# Fehler bei Plugin Export für eigene Target Platform



## mbreit (23. Feb 2010)

Hallo,

wenn ich ein Plugin für eine eigene Target Platform (equinox basiert) exportieren will, schlägt der Export beim Kompilieren der Klassen fehl. Dabei tauchen im log des Exports sehr oft folgende Zeilen auf:
"The type XYZ cannot be resolved. It is indirectly referenced from required .class files"
Das zieht natürlich einige Folgefehler nach sich.

Nebenbei - ich benutze Eclipse Galileo.

Das zu exportierende Plugin hat 3 "Required-PlugIns". Zwei werden von der Target-Platform bereitgestellt und das Dritte ist ein Plugin in meinem Workspace.
Starte ich die Target Platform und debugge das Plugin funktioniert die Abhängigkeit der Plugins - nur eben beim Kompilieren während des Exports nicht.

Setze ich beim Export die Option "Use class files compiled in workspace" dann wird das Plugin korrekt exportiert. Das ist aber aufgrund eines geplanten Automatisieren des Deployments in Verbindung mit einer Versionsverwaltung nicht unbedingt praktikabel.

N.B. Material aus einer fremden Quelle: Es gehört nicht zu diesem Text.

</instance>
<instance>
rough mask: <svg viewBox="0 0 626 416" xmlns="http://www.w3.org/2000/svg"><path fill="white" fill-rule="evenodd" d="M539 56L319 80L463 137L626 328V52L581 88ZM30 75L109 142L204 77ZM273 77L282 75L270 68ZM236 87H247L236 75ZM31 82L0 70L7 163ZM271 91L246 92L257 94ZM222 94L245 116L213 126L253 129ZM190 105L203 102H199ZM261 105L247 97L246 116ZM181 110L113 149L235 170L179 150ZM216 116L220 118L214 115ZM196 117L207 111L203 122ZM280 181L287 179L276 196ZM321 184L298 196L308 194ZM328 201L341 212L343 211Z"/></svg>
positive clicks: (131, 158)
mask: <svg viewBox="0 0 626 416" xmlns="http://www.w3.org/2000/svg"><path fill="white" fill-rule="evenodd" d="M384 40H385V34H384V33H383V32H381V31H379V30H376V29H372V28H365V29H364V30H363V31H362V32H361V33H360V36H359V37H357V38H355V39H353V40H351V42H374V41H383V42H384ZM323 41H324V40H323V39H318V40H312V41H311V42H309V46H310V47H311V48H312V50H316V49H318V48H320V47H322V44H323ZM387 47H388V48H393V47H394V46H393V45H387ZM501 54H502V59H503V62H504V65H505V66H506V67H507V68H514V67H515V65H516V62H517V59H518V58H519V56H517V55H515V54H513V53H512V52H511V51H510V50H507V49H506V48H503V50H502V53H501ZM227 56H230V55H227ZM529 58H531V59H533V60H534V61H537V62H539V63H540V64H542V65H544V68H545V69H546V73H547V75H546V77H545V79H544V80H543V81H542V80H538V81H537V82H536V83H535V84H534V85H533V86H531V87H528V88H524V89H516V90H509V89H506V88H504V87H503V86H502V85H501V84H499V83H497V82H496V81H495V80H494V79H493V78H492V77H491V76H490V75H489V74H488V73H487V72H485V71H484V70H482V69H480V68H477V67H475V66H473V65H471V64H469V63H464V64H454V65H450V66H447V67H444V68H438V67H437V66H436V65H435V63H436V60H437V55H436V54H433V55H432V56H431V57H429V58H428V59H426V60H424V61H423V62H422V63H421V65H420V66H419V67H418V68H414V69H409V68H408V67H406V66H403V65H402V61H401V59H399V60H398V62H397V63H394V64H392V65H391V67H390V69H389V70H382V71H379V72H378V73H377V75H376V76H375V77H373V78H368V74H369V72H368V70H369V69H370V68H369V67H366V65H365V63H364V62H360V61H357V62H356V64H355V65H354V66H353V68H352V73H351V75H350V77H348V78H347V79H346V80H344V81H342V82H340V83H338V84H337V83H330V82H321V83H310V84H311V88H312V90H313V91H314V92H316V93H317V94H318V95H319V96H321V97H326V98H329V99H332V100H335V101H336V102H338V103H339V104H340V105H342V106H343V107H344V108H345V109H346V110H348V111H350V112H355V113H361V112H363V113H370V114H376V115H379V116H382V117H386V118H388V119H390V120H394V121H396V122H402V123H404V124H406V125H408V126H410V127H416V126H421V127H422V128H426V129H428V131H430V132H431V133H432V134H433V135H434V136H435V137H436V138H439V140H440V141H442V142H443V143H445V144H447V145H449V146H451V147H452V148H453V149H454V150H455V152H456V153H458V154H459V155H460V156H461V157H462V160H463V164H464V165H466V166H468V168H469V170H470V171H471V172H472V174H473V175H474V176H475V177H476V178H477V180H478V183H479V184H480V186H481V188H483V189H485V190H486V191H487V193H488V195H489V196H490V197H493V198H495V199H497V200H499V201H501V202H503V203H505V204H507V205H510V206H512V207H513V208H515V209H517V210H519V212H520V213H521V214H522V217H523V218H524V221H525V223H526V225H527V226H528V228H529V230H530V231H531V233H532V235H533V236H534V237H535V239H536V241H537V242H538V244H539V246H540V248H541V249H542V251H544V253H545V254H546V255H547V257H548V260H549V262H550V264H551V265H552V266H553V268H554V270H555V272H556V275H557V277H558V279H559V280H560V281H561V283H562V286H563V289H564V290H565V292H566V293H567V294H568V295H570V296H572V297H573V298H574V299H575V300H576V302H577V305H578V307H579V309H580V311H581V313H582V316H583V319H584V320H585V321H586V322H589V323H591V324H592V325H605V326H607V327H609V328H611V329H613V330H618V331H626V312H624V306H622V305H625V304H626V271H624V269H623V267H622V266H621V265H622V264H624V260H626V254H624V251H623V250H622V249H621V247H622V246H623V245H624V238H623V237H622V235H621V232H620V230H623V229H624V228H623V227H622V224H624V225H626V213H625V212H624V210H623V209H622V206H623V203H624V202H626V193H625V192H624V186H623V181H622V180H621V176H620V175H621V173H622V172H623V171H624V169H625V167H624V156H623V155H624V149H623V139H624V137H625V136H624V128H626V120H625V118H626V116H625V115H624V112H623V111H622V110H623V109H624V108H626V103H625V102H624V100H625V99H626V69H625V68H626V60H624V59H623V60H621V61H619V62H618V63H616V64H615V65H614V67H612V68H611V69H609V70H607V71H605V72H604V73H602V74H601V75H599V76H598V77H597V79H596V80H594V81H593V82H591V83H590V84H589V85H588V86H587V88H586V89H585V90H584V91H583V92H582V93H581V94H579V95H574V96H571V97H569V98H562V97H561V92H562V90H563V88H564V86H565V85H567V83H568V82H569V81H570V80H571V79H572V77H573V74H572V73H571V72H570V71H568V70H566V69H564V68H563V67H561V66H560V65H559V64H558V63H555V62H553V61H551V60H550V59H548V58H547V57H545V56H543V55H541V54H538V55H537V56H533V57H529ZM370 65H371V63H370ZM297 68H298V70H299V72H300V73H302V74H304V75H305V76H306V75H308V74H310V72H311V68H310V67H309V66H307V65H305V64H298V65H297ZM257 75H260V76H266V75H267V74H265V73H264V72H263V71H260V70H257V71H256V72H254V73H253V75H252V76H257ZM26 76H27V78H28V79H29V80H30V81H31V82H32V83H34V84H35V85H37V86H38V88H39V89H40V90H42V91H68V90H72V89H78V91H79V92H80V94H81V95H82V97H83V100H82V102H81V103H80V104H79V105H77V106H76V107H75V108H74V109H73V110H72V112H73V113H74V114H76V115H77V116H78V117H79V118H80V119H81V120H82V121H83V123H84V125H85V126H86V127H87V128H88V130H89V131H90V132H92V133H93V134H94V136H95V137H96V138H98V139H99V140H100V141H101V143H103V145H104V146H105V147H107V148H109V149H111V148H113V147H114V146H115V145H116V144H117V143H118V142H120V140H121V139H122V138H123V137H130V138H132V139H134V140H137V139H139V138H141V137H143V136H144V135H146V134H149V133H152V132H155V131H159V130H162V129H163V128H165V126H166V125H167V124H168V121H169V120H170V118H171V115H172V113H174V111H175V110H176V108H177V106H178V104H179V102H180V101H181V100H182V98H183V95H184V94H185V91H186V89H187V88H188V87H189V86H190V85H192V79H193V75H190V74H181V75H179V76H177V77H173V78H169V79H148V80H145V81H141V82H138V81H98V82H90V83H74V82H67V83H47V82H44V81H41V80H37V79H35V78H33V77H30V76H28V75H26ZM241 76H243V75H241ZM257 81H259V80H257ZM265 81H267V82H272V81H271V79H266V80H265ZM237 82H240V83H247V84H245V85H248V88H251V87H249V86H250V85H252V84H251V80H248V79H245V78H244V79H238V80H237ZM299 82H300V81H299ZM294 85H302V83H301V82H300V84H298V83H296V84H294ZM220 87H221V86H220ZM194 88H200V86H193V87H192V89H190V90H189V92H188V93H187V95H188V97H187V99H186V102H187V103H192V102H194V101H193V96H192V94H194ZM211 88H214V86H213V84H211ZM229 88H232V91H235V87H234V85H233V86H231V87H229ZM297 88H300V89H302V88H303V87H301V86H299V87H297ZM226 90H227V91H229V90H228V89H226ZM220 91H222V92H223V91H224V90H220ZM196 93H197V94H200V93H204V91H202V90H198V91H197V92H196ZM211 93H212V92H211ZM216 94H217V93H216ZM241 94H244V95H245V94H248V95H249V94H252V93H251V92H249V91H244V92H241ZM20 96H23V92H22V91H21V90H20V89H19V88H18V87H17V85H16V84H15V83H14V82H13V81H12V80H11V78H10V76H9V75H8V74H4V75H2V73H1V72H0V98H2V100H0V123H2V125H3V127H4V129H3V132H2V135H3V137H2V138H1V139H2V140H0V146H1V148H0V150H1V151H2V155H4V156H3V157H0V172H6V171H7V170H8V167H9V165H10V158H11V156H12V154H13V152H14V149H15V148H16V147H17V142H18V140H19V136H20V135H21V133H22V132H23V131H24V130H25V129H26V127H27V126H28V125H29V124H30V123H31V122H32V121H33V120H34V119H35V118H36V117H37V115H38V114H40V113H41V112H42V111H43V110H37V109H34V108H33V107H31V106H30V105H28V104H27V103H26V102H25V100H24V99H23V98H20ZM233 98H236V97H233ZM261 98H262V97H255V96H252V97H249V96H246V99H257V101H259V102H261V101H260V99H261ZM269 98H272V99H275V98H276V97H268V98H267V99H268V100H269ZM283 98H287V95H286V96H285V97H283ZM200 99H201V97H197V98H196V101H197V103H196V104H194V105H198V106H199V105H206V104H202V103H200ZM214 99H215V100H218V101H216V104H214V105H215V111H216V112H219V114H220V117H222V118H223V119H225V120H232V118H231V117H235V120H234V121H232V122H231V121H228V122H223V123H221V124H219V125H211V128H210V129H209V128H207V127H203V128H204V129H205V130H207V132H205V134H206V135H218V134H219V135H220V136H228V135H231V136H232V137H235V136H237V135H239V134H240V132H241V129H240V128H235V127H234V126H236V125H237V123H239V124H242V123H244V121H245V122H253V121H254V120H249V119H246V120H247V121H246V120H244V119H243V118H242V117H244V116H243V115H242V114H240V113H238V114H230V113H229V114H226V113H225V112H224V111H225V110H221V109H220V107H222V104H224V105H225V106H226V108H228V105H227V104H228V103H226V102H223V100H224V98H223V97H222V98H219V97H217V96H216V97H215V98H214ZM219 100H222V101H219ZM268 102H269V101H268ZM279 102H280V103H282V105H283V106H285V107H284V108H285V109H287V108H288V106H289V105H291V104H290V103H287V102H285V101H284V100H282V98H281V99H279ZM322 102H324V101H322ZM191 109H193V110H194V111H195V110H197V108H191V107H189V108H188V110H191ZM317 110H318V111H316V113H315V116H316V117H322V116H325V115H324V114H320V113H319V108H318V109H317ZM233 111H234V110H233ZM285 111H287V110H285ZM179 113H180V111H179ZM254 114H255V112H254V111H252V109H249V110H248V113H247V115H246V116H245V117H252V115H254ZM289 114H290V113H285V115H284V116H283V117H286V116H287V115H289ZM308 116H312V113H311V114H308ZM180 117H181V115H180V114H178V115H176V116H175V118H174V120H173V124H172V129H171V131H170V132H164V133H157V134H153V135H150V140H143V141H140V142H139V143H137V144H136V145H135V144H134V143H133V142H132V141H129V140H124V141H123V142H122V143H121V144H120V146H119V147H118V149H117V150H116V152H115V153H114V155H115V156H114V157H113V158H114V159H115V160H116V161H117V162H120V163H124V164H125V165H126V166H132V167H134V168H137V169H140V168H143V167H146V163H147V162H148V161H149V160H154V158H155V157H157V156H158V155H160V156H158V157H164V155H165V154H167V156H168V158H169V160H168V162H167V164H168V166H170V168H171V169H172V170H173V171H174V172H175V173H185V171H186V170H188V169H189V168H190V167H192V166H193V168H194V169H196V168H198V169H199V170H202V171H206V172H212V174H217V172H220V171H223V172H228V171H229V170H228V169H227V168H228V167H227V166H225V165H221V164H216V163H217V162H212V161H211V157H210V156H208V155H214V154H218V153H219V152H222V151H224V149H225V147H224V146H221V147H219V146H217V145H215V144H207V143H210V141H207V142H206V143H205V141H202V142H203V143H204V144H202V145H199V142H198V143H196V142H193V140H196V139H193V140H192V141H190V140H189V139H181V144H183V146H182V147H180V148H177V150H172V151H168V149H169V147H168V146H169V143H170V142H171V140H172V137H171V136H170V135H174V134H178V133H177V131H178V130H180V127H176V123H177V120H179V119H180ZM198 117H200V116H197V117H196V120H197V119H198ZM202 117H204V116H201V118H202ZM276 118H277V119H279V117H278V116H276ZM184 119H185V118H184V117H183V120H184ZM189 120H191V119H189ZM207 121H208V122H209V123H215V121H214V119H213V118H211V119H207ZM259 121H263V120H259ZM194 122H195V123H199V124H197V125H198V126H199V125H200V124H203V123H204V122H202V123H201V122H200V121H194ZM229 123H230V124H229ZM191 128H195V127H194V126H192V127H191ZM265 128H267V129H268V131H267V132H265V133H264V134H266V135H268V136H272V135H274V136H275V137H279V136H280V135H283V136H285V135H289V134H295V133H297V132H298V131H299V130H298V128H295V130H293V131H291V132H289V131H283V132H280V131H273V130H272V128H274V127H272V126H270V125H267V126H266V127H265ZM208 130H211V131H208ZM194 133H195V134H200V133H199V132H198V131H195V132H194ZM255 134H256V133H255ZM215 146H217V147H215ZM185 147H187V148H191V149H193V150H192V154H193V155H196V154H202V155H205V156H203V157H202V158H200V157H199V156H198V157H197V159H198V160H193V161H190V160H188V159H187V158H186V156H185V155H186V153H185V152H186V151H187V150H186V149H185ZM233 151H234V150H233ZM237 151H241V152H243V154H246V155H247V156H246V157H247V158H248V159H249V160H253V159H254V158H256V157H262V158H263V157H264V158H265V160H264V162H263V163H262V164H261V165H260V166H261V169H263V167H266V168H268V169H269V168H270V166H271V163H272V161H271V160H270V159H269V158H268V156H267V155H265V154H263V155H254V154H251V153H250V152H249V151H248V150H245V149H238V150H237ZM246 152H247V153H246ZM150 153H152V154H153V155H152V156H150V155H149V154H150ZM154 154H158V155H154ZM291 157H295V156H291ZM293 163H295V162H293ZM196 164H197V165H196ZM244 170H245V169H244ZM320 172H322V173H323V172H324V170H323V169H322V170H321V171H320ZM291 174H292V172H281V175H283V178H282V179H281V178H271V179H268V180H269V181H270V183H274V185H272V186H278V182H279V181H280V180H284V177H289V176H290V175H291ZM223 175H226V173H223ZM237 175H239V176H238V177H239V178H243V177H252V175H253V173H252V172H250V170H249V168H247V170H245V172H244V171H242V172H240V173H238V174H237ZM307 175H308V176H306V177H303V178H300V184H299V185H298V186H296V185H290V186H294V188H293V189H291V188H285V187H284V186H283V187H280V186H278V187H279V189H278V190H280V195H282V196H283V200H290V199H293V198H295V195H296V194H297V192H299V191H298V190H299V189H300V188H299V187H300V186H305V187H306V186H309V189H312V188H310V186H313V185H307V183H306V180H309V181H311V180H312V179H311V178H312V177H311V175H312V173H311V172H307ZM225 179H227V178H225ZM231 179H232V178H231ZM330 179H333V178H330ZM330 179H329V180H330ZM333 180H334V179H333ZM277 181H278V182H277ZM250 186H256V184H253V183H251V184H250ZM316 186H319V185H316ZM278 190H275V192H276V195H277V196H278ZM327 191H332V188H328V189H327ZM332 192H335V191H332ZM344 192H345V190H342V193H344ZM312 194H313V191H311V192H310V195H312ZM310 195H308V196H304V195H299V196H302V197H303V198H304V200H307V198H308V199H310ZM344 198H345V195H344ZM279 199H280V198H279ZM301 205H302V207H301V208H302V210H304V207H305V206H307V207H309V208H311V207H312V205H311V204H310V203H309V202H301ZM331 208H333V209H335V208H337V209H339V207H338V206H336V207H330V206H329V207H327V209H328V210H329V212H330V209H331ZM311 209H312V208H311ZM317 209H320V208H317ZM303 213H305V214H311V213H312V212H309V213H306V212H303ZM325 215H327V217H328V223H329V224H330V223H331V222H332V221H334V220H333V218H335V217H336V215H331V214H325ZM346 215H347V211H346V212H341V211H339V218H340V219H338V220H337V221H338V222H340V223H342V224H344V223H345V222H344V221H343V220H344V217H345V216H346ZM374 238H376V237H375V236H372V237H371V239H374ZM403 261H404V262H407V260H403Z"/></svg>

Evtl. hat jemand einen Tip wie ich dieses Problem beheben kann?


Gruß, mbreit


----------



## Wildcard (24. Feb 2010)

Wie baust du denn dein Plugin? Du redest von automatisiert, also vermutlich nicht einfach über den Export Wizard, oder?
Falls es doch der Wizard ist, dann resete mal die Target Platform, vielleicht spinnt einfach PDE.
Versuch vielleicht auch mal Buckminster, damit ist es wesentlich komfortabler OSGi/Eclipse basierte Projekte zu bauen (auch und insbesondere headless).
Eclipse Buckminster Project


----------



## mbreit (25. Feb 2010)

War vielleicht etwas zu ungenau formuliert. Mein Versuch war mit dem Export Wizard. Das Ziel wäre der automatisierte Build.
Bei meiner Suche bin ich mal über einen Tip gestolpert, dass die Target Platform "out of sync" sein könnte und ein Reload der selbigen Abhilfe schafft. Meine Target Platform ist irgendwie immer "out of sync", wenn ich den Reload Knopf drücke und geholfen hatte es leider auch nicht.
Buckminster werde ich mir mal anschauen. Ich dachte, dass ich zunächst mit den PDE Funktionen zu Rande komme.


Gruß, mbreit


----------



## Wildcard (25. Feb 2010)

Ist jetzt wirklich schwierig dazu etwas zu sagen. Ich würde erstmal versuchen Buckminster zu installieren, dann öffnest du das Kontextmenü auf dem Plugin/Feature Project -> Buckminster -> Invoke Action -> bundle.jar (bei einem Plugin Projekt).
Wenn das funktioniert spinnt PDE, wenn es nicht funktioniert, ist hoffentlich die Fehlermeldung besser und dann kann ich vielleicht mehr sagen.


----------